Vegan Outreach
- Founded: 1993; 33 years ago
- Founder: Matt Ball and Jack Norris
- Type: Nonprofit
- Legal status: 501(c)(3)
- Focus: Veganism and animal advocacy
- Location: Sacramento, California;
- Website: veganoutreach.org

= Vegan Outreach =

US-based nonprofit organization

Vegan Outreach is a 501(c)(3) nonprofit organization advocating against the exploitation of farmed animals. It was founded in 1993 by Jack Norris and Matt Ball in Cincinnati, Ohio, and was originally named Animal Liberation Action (ALA).

Vegan Outreach's outreach efforts have included street activism, campus leafleting, online vegan transition programs, and food-focused events.

==History==
As members of the animal rights community of Cincinnati, Matt Ball and Jack Norris spent the winter of 1990–1991 holding fur protests outside cultural events. Their focus turned to vegetarianism in 1992, and the Animal Rights Community of Cincinnati funded the printing and distribution of 10,000 pro-vegetarian flyers titled Vegetarianism. In June 1993, Norris and Ball organized a three-day "Fast for Farm Animals" in front of a Cincinnati slaughterhouse; twelve activists took part. On the last day of the fast, some of the protesters took a large banner reading "Stop Eating Animals" to the University of Cincinnati campus.

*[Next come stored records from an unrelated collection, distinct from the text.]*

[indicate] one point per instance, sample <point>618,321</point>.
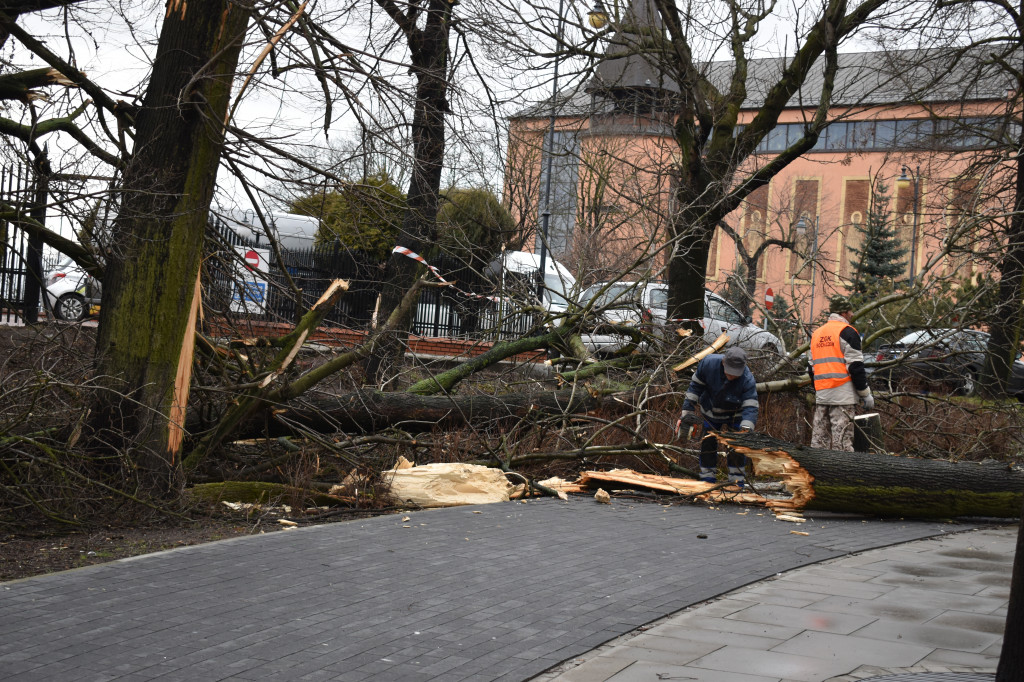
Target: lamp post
<point>915,178</point>
<point>802,230</point>
<point>598,19</point>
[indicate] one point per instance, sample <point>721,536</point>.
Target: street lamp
<point>802,230</point>
<point>598,19</point>
<point>915,178</point>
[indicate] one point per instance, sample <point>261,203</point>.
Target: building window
<point>564,178</point>
<point>884,135</point>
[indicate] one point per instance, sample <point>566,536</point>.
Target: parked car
<point>71,292</point>
<point>645,305</point>
<point>939,357</point>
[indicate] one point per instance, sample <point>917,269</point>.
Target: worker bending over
<point>723,394</point>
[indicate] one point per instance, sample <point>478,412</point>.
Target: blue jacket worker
<point>722,394</point>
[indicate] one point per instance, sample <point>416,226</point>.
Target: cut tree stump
<point>882,484</point>
<point>684,486</point>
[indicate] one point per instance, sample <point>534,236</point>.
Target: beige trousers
<point>833,428</point>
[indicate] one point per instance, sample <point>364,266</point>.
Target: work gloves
<point>688,419</point>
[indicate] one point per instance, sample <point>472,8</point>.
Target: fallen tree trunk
<point>883,484</point>
<point>370,411</point>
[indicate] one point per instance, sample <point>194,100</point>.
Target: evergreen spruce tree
<point>878,263</point>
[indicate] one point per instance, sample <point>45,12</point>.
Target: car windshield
<point>616,295</point>
<point>555,289</point>
<point>944,337</point>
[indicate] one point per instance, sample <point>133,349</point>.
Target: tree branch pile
<point>883,484</point>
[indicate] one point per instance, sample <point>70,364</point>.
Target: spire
<point>631,61</point>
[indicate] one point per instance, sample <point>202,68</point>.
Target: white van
<point>645,304</point>
<point>293,231</point>
<point>523,266</point>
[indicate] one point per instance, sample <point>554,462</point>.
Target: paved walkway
<point>935,605</point>
<point>496,592</point>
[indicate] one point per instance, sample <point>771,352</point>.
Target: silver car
<point>71,292</point>
<point>645,305</point>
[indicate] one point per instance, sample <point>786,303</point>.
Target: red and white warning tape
<point>415,256</point>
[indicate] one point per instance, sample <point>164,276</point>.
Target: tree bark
<point>429,47</point>
<point>157,238</point>
<point>883,484</point>
<point>1008,318</point>
<point>370,411</point>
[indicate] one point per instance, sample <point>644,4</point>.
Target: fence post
<point>34,257</point>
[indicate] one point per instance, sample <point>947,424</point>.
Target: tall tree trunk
<point>419,230</point>
<point>1007,318</point>
<point>158,236</point>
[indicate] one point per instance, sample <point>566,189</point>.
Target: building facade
<point>908,156</point>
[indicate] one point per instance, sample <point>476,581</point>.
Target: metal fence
<point>444,311</point>
<point>290,283</point>
<point>20,256</point>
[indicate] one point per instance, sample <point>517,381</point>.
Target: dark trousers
<point>709,449</point>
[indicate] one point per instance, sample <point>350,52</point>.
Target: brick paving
<point>494,592</point>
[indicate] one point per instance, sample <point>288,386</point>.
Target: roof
<point>863,79</point>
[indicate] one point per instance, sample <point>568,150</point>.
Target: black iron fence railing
<point>268,294</point>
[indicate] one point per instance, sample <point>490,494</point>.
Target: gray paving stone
<point>802,619</point>
<point>933,636</point>
<point>323,602</point>
<point>773,665</point>
<point>827,645</point>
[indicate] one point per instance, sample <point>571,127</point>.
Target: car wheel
<point>70,307</point>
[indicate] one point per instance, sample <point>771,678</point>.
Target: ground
<point>24,555</point>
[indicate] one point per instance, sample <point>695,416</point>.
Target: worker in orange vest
<point>840,380</point>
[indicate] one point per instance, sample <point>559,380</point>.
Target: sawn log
<point>371,411</point>
<point>883,484</point>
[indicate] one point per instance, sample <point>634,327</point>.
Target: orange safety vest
<point>826,356</point>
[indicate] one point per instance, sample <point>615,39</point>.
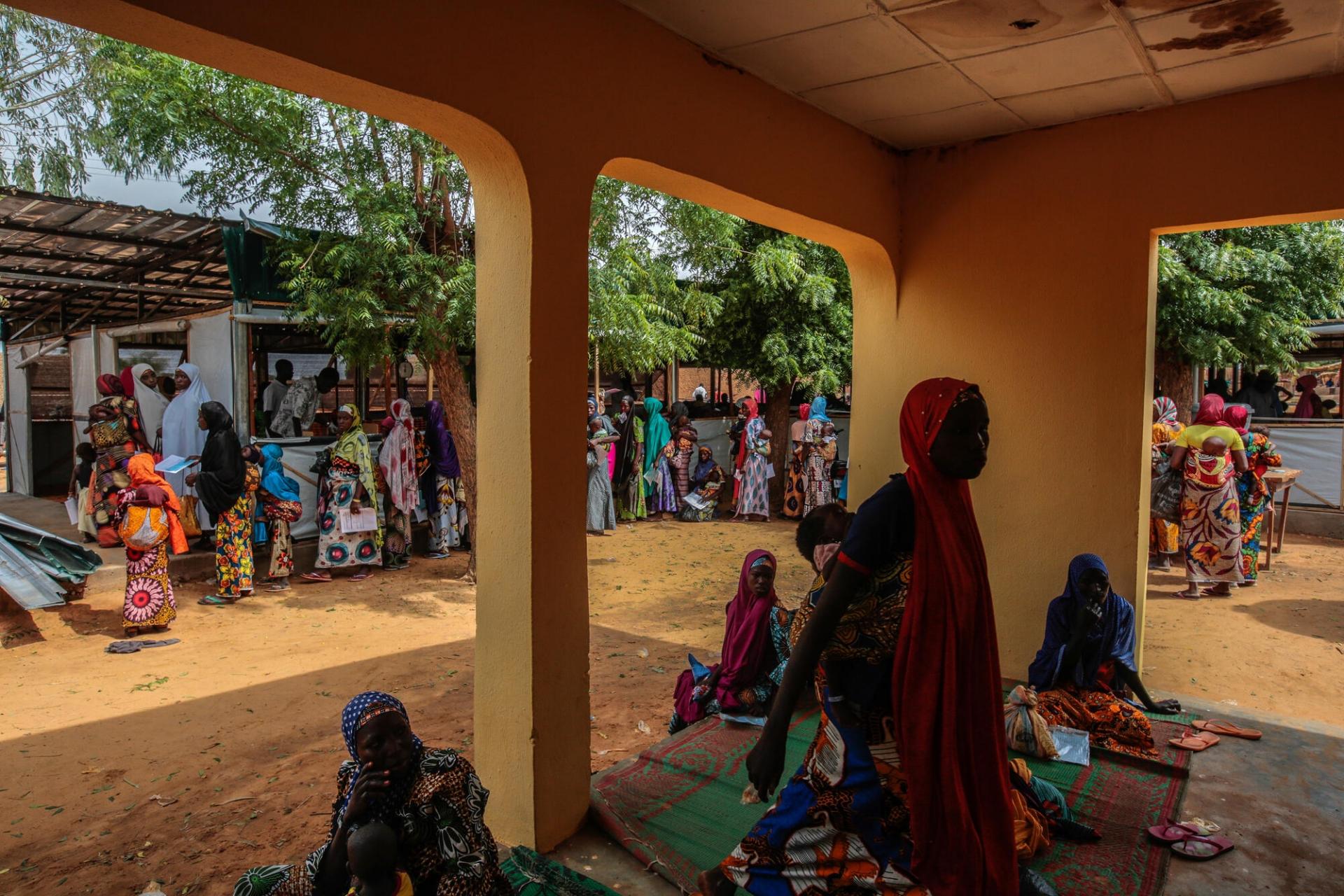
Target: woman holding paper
<point>226,485</point>
<point>349,530</point>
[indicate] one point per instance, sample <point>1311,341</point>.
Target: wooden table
<point>1277,479</point>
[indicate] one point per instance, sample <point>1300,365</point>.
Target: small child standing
<point>80,489</point>
<point>371,860</point>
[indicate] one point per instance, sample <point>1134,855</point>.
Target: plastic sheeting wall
<point>1319,453</point>
<point>210,348</point>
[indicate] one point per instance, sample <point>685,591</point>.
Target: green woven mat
<point>676,806</point>
<point>534,875</point>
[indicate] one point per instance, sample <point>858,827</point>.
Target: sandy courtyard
<point>187,763</point>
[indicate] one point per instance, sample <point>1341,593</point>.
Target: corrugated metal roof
<point>66,264</point>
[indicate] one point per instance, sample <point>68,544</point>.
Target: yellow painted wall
<point>1026,265</point>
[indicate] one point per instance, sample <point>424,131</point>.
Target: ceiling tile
<point>1285,62</point>
<point>1136,10</point>
<point>1226,29</point>
<point>846,51</point>
<point>971,27</point>
<point>1096,55</point>
<point>1085,101</point>
<point>904,93</point>
<point>948,127</point>
<point>715,23</point>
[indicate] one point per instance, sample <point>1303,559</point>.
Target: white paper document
<point>362,520</point>
<point>174,464</point>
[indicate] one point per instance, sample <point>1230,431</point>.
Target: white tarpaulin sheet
<point>211,348</point>
<point>84,384</point>
<point>19,437</point>
<point>1315,450</point>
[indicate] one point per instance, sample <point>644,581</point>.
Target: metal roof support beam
<point>115,286</point>
<point>94,237</point>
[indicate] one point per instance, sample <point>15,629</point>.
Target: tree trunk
<point>461,422</point>
<point>1174,377</point>
<point>777,421</point>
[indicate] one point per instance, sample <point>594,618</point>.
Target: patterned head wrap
<point>358,713</point>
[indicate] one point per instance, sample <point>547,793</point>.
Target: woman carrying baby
<point>1210,454</point>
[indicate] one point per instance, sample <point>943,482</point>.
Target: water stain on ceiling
<point>1246,24</point>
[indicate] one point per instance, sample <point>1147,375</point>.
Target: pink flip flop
<point>1219,727</point>
<point>1174,832</point>
<point>1203,848</point>
<point>1193,742</point>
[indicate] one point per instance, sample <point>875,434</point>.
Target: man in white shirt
<point>274,394</point>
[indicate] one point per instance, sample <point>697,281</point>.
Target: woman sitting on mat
<point>430,798</point>
<point>756,649</point>
<point>1086,664</point>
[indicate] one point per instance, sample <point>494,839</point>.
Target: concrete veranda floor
<point>1280,801</point>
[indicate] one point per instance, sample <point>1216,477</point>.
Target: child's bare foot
<point>713,883</point>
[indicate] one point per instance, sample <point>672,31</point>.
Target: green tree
<point>46,115</point>
<point>1243,296</point>
<point>787,321</point>
<point>377,216</point>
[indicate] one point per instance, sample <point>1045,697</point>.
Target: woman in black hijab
<point>225,489</point>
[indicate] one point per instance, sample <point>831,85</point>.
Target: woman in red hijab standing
<point>905,789</point>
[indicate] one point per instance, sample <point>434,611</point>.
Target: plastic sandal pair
<point>1191,841</point>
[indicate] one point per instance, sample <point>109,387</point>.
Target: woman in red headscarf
<point>756,648</point>
<point>116,434</point>
<point>1310,406</point>
<point>1210,454</point>
<point>906,786</point>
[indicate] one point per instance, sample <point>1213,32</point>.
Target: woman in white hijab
<point>151,400</point>
<point>182,428</point>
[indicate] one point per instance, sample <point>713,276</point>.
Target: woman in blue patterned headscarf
<point>1085,669</point>
<point>430,798</point>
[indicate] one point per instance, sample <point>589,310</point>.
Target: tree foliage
<point>46,115</point>
<point>1246,296</point>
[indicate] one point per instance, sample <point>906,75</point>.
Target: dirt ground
<point>1277,647</point>
<point>187,763</point>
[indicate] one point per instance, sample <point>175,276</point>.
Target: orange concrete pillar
<point>531,727</point>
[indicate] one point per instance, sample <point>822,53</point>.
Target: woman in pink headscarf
<point>756,648</point>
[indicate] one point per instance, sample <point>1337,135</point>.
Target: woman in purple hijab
<point>442,486</point>
<point>756,649</point>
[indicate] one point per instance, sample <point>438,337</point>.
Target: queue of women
<point>246,495</point>
<point>647,464</point>
<point>907,786</point>
<point>1221,461</point>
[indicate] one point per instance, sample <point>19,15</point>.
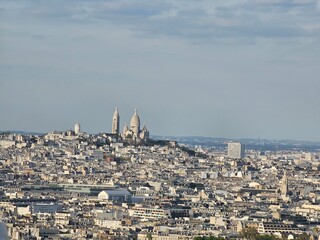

Following this event, Ball and Norris formed Animal Liberation Action (ALA) and started a campaign of holding "Stop Eating Animals" banners on street corners. In 1994, ALA developed a booklet called And Justice For All. It promoted a vegan diet, focusing on the abuse of the animals involved. In 1995, ALA's name was officially changed to Vegan Outreach.

== Programs ==

=== College outreach ===
Vegan Outreach has long focused on college outreach, in which staff and volunteers distribute pro-vegan literature on college campuses.

=== 10 Weeks to Vegan ===
Vegan Outreach operates 10 Weeks to Vegan, a program intended to support people interested in transitioning to a vegan diet.

=== Vegan Chef Challenges ===
Vegan Outreach organizes Vegan Chef Challenges, month-long events in which participating restaurants create and promote vegan menu items and members of the public vote for their favorites.

=== Mac Downs ===
Vegan Outreach also organizes Mac Downs, one-day events in which local chefs compete with vegan macaroni-and-cheese dishes for attendees to sample and judge.

=== Green Tuesday ===
In India and Vietnam, Vegan Outreach operates the Green Tuesday Initiative, which works with institutions to promote plant-based meals and reduce animal-product consumption.

=== Food-Planet-Health ===
Vegan Outreach India also conducts Food-Planet-Health outreach sessions and webinars for students about the effects of food choices on animals, health, and the environment.